MasterCard Canada Picks up Steam

  Visa dominates Canada's bank card market. But a resourceful and innovative MasterCard lately has been making inroads.
  Of Canada's 14 most recent entrants to the credit card market, 12 have joined MasterCard, according to Kevin Stanton, president of MasterCard Canada.
  Canada is a nonduality country, meaning an issuer only can belong to Visa or MasterCard, but not both.
  Although MasterCard is chalking up victories, this is still a David versus Goliath battle. In 2005, according to Canadian Bankers Association and Visa Canada figures, Visa controlled 79% of the market in combined MasterCard and Visa sales volume of C$190.6 billion. Visa's share, however, is down slightly from 80.6% in 2004.

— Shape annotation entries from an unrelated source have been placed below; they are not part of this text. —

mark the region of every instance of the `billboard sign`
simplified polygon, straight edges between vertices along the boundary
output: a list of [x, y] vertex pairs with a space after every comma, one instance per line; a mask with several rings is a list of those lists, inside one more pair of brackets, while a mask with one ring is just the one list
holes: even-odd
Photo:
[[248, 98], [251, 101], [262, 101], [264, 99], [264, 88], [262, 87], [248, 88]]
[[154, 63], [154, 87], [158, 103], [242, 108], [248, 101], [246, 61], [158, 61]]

  MasterCard Canada is using a three-pronged strategy that involves finding new customers through cobrand agreements with retailers, pushing innovation and encouraging U.S. issuers to enter the Canadian market, says Stanton.
  MasterCard developed this strategy when the Canadian market was not looking good for the card association.
  Things began to go bad for MasterCard in 1994 when Royal Bank of Canada, a Visa issuer, bought Royal Trust and converted its MasterCard portfolio to Visa. As a result, MasterCard's share of gross dollar volume fell from 32.2% in 1993 to 28.2% in 1994.
  Things got worse in 1995 when Scotiabank, a Visa issuer, bought Master-Card issuer National Trust. This caused MasterCard's share of gross dollar volume to plummet further, to 26.8%.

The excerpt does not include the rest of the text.